This weekend I had a fun time making a couple of great items for the pantry. I started out wanting to can apples for apple pies. So I researched and found a simple recipe or two online and then worked it out to be what our family would enjoy. Most of the online recipes called for yellow food coloring – something I choose not to use. I purchased 28 pounds of Fuji apples. These are a nice sweet apple with great texture – bonus was the beautiful color they maintained through the canning process.
The recipe was a simple one so my husband and I worked as a team this time around. He sat and peeled all the apples and then used a handy apple slicer gadget that also cores them. All the slices were dropped into a large pot holding some water along with a healthy dose of Ball Fresh Fruit Protector to keep the apples from discoloring. Some folks use lemon juice (which works well) but I was going to be adding more lemon juice to the recipe.
Now before I give the recipe, I want to give you a warning/disclaimer. Many folks do not believe in using corn starch to can – because it thickens sauces, it is considered by many to be too dense a product to safely can (much like pumpkin is also thought of)—some folks therefore recommend using a product called Clear Jel which you find in some specialty grocery stores or online. Proceed with this understanding then that not all consider cornstarch safe! Do your own research on this!
21 qts, peeled cored apples (20 lbs approximately before)
13.5 cups sugar
3 cups cornstarch
30 cups water
9 tbspns. Lemon juice
6 tsp. cinnamon
1 tsp. nutmeg
3 tsp. salt
Mix everything except for lemon juice and apple slices in big pot. Bring to boil and then cook until thick and it bubbles. Turn off heat – add in lemon juice.
Pack apple slices into hot sterilized jars. Pour in syrup – leave a good inch of head space – DO NOT overfill or the jars will leak during processing and not seal! Make sure to remove air bubbles, wipe rims with hot cloth before putting on lids. Process in boiling water bath 10 minutes. Any leftover syrup can also be canned to use for pancakes and waffles!
Now before you rush out to make this – consider one of the basic rules – not to waste if we can use it! I now had lots of apple peels and cores from my 20+ pounds of apples. I put all of them in a big pot and covered with water – enough to cover by about 2 inches over the peels. And I boiled them awhile until I had a nice juice. I strained all the apple peels and cores and ended up with about nine to 12 cups of juice! For my next step I grabbed my Ball recipe books and compared to some other recipes for apple jelly. This was a first for me as I usually make jams and marmalades but had never done only a jelly. This turned out to be easier than I realized and something I will enjoy doing often!

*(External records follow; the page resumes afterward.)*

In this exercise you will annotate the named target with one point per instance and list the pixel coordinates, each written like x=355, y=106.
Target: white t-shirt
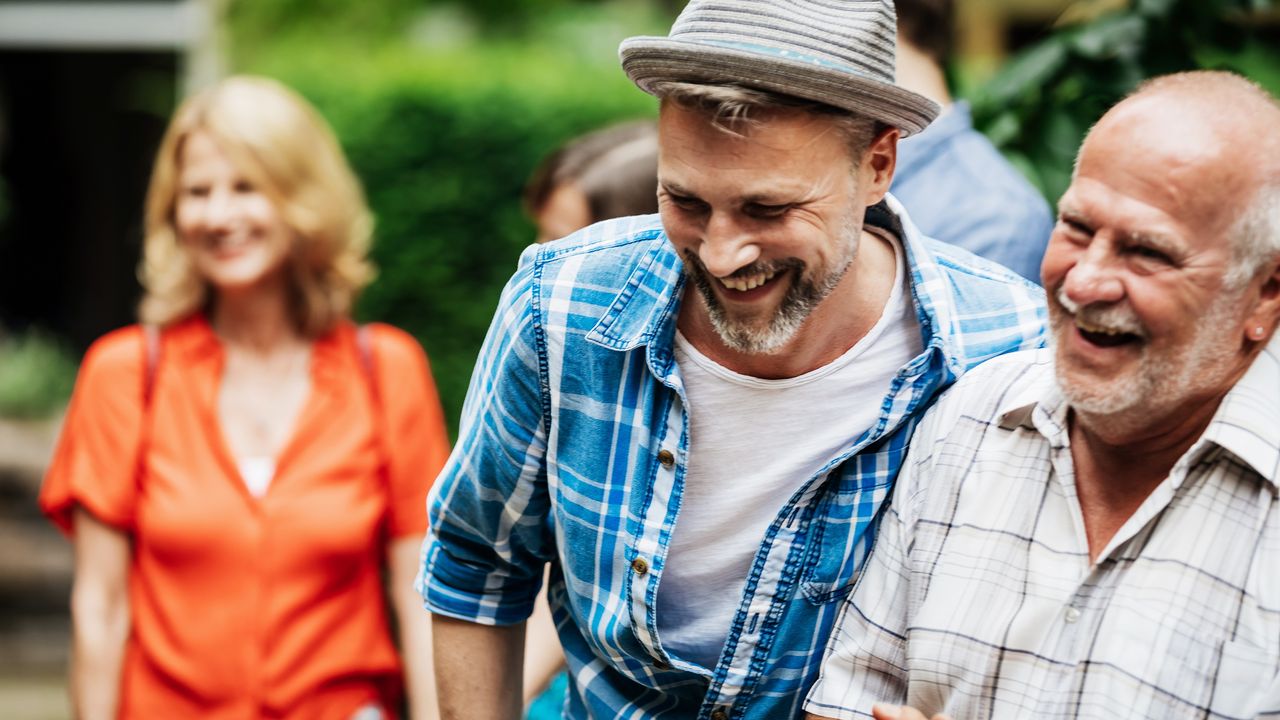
x=257, y=473
x=752, y=445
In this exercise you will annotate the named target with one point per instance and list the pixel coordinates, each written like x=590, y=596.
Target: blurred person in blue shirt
x=958, y=187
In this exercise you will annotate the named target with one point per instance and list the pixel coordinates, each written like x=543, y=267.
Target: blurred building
x=86, y=87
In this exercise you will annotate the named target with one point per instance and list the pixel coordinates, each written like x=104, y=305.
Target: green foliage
x=36, y=376
x=443, y=144
x=1041, y=105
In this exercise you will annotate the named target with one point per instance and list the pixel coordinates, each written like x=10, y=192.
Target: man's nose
x=726, y=246
x=1095, y=277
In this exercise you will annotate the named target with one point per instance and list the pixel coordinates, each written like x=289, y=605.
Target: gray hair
x=734, y=108
x=1255, y=236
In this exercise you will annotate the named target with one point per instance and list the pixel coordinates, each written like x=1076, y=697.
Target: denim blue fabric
x=572, y=449
x=960, y=190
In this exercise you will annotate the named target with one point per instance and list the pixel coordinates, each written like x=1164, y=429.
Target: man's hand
x=882, y=711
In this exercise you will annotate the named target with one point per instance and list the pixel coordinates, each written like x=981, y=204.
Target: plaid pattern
x=979, y=600
x=572, y=450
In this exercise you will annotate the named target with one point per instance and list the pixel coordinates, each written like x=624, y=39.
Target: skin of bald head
x=1247, y=123
x=1148, y=247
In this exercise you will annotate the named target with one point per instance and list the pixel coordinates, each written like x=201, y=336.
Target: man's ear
x=1266, y=310
x=878, y=164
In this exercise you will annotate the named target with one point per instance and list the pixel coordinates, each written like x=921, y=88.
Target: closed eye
x=1148, y=253
x=766, y=212
x=685, y=201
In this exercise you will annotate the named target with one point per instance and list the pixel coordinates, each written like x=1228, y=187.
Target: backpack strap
x=365, y=349
x=369, y=364
x=151, y=356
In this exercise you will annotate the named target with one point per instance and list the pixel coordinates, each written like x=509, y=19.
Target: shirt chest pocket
x=840, y=538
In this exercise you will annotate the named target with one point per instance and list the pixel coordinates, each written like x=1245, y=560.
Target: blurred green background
x=444, y=109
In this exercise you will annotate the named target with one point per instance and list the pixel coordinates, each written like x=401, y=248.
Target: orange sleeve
x=96, y=459
x=417, y=440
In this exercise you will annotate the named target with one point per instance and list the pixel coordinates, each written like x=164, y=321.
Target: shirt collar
x=1247, y=423
x=922, y=147
x=644, y=311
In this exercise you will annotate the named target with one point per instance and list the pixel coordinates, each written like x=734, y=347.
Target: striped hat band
x=840, y=53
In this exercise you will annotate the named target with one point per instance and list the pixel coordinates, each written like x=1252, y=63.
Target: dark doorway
x=78, y=136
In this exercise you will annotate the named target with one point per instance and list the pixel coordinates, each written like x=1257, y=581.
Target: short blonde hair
x=282, y=145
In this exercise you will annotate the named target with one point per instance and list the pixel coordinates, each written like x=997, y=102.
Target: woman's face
x=233, y=232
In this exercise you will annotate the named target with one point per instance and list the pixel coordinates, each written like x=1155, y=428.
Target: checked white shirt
x=979, y=598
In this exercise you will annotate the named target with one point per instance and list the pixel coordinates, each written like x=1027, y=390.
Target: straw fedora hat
x=835, y=51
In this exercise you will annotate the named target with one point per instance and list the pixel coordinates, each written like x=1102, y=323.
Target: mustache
x=1112, y=315
x=755, y=268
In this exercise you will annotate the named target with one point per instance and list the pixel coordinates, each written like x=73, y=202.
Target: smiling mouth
x=1105, y=337
x=745, y=283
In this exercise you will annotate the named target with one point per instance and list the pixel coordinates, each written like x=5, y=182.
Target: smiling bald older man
x=1093, y=531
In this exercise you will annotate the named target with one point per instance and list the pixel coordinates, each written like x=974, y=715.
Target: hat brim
x=649, y=60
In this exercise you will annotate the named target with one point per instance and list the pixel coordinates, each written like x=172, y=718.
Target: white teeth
x=1098, y=329
x=750, y=282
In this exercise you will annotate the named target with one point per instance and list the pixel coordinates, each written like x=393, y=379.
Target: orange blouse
x=252, y=606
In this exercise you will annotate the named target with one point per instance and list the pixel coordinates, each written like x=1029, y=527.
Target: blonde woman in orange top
x=238, y=482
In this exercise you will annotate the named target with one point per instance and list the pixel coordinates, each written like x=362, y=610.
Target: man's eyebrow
x=1153, y=240
x=1073, y=215
x=675, y=188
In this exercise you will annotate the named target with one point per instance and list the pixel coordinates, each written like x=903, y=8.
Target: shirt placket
x=649, y=551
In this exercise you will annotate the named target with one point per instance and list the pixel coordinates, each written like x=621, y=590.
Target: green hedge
x=443, y=145
x=1041, y=104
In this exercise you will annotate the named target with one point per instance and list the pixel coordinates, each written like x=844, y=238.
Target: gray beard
x=804, y=295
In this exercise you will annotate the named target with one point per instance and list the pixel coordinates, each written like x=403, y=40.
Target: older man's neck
x=1120, y=460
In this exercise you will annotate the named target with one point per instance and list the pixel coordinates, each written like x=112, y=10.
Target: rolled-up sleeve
x=484, y=552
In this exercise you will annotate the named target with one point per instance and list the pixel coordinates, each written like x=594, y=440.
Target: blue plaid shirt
x=572, y=450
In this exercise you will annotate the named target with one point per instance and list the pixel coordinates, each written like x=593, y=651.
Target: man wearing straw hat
x=696, y=417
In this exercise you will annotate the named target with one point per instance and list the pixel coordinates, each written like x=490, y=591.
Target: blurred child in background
x=607, y=173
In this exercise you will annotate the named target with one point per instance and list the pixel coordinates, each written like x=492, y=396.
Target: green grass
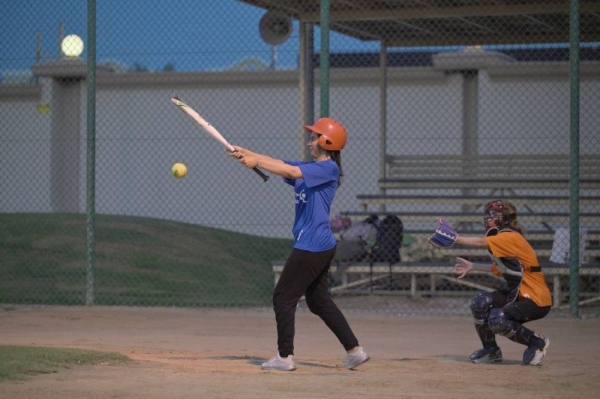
x=21, y=362
x=139, y=262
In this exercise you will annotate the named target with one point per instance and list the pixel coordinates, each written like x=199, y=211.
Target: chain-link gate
x=448, y=105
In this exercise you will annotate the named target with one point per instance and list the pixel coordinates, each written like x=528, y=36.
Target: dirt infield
x=186, y=353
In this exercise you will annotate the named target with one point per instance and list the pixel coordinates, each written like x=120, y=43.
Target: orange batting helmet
x=332, y=133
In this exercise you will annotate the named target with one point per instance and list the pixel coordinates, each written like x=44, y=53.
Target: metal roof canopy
x=418, y=23
x=408, y=23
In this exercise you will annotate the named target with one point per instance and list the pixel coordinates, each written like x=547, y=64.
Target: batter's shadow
x=466, y=359
x=258, y=361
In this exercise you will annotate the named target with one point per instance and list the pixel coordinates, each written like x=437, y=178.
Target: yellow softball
x=178, y=170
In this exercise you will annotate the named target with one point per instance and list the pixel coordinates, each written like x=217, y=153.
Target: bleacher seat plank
x=440, y=200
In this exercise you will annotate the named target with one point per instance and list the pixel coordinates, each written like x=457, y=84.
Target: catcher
x=526, y=296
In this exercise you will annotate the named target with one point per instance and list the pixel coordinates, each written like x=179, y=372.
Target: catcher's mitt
x=444, y=236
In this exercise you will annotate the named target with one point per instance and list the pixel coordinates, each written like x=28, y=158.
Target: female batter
x=307, y=267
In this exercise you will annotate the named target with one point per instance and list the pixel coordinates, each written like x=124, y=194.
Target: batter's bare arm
x=276, y=166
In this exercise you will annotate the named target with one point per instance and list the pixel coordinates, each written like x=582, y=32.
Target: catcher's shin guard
x=480, y=308
x=510, y=329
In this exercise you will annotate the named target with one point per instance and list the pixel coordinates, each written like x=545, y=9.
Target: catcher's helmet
x=332, y=134
x=501, y=213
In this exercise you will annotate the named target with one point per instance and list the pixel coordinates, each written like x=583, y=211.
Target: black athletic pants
x=306, y=273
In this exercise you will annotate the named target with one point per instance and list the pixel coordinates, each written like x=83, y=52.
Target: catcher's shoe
x=280, y=363
x=537, y=352
x=356, y=358
x=487, y=355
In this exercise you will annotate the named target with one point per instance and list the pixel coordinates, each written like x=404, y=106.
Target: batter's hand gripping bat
x=210, y=129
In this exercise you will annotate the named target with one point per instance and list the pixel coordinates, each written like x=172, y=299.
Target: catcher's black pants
x=306, y=273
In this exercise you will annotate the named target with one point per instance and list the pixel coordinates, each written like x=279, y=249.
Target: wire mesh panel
x=447, y=105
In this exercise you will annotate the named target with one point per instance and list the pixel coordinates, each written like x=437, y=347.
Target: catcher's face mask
x=497, y=214
x=493, y=219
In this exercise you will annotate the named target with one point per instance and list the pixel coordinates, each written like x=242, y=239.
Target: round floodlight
x=72, y=46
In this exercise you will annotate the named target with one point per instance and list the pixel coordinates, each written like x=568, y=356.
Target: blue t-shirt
x=314, y=193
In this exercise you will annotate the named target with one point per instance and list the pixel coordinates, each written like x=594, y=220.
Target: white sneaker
x=355, y=359
x=280, y=363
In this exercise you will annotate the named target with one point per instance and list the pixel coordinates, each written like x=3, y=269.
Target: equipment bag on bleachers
x=354, y=241
x=389, y=240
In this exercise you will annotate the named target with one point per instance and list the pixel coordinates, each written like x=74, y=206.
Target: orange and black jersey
x=515, y=260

It seems a lot of folks online suggest simply buying juices to make their jelly instead of the original methods of boiling fruit and straining several times (the main reason I never attempted to make jelly!) I broke my juice down into two batches for ease in handling. For every cup of juice, I added ¾ cup of sugar. For every 2 cups of liquid I also added 1 tbspn. of lemon juice. Per the suggestion in the Ball recipes I also added a small bit of butter to prevent foaming but this is very optional. This was all brought to a boil – I used a jelly thermometer to test – it should reach approximately 220*. I tested the jelly by the spoon/ice method – a small amount of jelly on a spoon dipped to a bowl of ice to cool it rapidly. Tilting the spoon sideways, the jelly should “sheet” – sliding off the spoon, not running off. Then I filled my hot sterilized pint jars. Next rims were wiped down using a hot cloth before setting on lids and rings. As always the lids and rings are set in hot water while cooking jelly so they too are sterilized and ready to use. The hot water also aids in the lid rubber to seal properly. Process the jars in a hot water bath 10 minutes. Let jars cool. Jelly usually sets up fairly quickly but often can take a day or two to gel. Any jars that did not seal can be put in refrigerator to use immediately!
So now you realize you still have a pot of cooled down apple peels and cores left. What to do with them now? You could add them to that compost heap I’m sure you have for the garden but I chose to use them by feeding the cores to my rabbits and my chickens had a feast on the peels! See – I told you – prepping is supposed to be fun, not something to make you stress! But I do have one confession to make here. I do stress –because my family enjoys all this food so much that it seems I am working twice as hard to keep up with their favorites!!!!